Wednesday, December 4, 2013

Measuring if Competencies Are Met

      Teachers are always challenged with providing authentic, rigorous lessons, with various types of assessments. These lessons are required to align with the common core, meet 21st century learning objectives, and align with other state or local initiatives. Measuring how well these lessons align with these standards, could be based off individual student assessment data, that illustrates mastery of the appropriate concepts. However, it is difficult to ensure that all these standards are being met throughout the course of the curriculum. 
     The written curriculum would reflect when, where and how these competencies are completed, however there still needs to be some checks and balance system to ensure that the teacher really is aligning their teaching to the written curriculum. Administrators are challenged with the task to monitor teachers to ensure that they are indeed, matching the curriculum and providing the appropriate authentic, rigorous content with appropriate integration of technology to provide real world circumstances to enhance critical thinking and problem solving skills. 
     This all sounds great on paper, but the logistics of actually doing this, are a nightmare. Administrators are burdened with many other responsibilities throughout the day, and allotting appropriate time to monitor teachers is difficult, unless the administration has a large team. In most schools there tends to be one principal, and maybe an assistant principal. Ensuring that all competencies are met is difficult to accomplish, so administrators capture a snapshot of teaching through brief observations. Typically, these observations provide a skewed perspective into the teachers everyday interactions. Students tend to act much different when eh Principal is in the room, so lessons tend to run much more smooth, and objectives are easily met. Ideally, observations should occur through a variety of lenses, including the physical observation, some video of lessons, and or audio of selected lessons. These different perspectives may provide a different view to determine if competencies are met. But still, how do you measure that the competency is in fact met and how can you ensure that the technology competencies are actually met? 
     To be able to measure whether these competencies are met, there has to be some type of tangible artifact to be used as evidence. The student will need to create some artifact that can be presented individually or as a larger part of a portfolio to prove if they have met the appropriate common core standards, as well as the appropriate NETS standards. 

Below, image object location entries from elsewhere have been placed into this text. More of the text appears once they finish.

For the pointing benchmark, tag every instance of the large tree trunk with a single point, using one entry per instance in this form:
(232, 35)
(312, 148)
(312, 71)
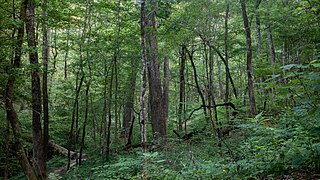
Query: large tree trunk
(129, 102)
(271, 46)
(195, 75)
(82, 146)
(38, 148)
(45, 60)
(158, 121)
(71, 133)
(12, 116)
(249, 59)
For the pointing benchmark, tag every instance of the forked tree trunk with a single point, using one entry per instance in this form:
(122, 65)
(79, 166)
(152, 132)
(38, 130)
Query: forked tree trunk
(38, 148)
(249, 59)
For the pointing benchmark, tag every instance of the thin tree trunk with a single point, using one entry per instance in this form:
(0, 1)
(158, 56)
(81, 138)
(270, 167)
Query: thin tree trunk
(67, 52)
(38, 148)
(109, 110)
(45, 60)
(226, 46)
(258, 32)
(249, 59)
(104, 131)
(182, 86)
(85, 122)
(117, 56)
(165, 98)
(143, 112)
(271, 46)
(212, 98)
(220, 92)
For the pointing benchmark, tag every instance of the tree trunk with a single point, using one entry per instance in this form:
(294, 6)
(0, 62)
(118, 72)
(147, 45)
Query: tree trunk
(109, 110)
(212, 98)
(82, 146)
(249, 59)
(143, 95)
(71, 133)
(271, 46)
(166, 72)
(258, 32)
(182, 86)
(12, 116)
(158, 121)
(38, 147)
(129, 102)
(196, 81)
(226, 46)
(117, 54)
(45, 60)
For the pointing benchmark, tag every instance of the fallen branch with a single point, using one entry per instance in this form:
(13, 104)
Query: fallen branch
(217, 105)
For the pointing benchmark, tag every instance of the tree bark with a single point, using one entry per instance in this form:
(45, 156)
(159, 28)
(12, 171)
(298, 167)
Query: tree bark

     For example, the English department is working toward the NETS-T standard Facilitate and Inspire Student Learning and Creativity by asking the students to create an original fictional digital story using a tool like PowToon. The lesson provides a current tool where students have the opportunity to be creative and innovative to present their material in a unique way. However, the focus of the lesson is based on meeting this common core standard CCSS.ELA-Literacy.W.9-10.3. Ideally the teachers will have some type of assessment tool that will be appropriate aligned to the common core standard to measure students progress with writing effective narratives with enough detail to provide context and sequence. Using the animation tool may not necessarily align directly to the written language, so how could the teacher incorporate this tool into this standard to ensure that the common core is being met and a NETS-T standard is being met and be able to provide a tangible piece of evidence to an administrator to prove that the student met both the common core and the NETS-T standard? 

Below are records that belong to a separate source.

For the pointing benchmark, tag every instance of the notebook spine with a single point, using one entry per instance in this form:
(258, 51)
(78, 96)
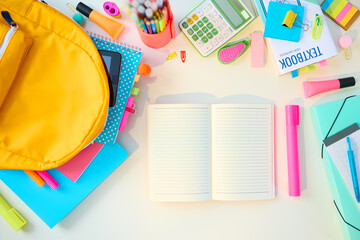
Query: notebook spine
(124, 46)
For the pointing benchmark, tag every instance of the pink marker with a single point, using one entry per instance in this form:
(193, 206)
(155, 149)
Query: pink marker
(312, 88)
(48, 179)
(292, 121)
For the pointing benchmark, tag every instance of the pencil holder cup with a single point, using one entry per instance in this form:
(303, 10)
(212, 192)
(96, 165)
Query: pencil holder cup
(159, 40)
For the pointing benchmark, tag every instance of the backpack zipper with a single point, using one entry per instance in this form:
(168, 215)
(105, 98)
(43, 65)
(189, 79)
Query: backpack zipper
(9, 33)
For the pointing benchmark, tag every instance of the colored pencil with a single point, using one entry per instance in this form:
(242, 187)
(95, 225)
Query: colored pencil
(148, 26)
(157, 25)
(144, 28)
(153, 27)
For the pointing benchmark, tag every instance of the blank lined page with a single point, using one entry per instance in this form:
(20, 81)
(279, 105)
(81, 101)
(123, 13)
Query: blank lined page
(179, 152)
(242, 151)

  1. I had to look it up, so your target standard says: "Write narratives to develop real or imagined experiences or events using effective technique, well-chosen details, and well-structured event sequences." I think using a creative tool, like Powtoons, can still include these criteria. The teacher could create a rubric for the project, identifying measurement criteria around details and sequencing. The students still have to write out what the characters are going to say, and when and how they are going to say it. Even though it is a cartoon, it should still flow smoothly and show good writing techniques.

  2. I agree with you. Administrators have so much on their plate. Trying to manage the standards and how they have been met is difficult unless there is something to keep track of them such as the project you worked on for this course. Showing student work samples will help to ensure the teachers are doing their part but what will the administrators do to show their fulfillment of the standards. Hopefully they are buying into the ease of google documents and how they can be used to facilitate collaboration with staff and each other.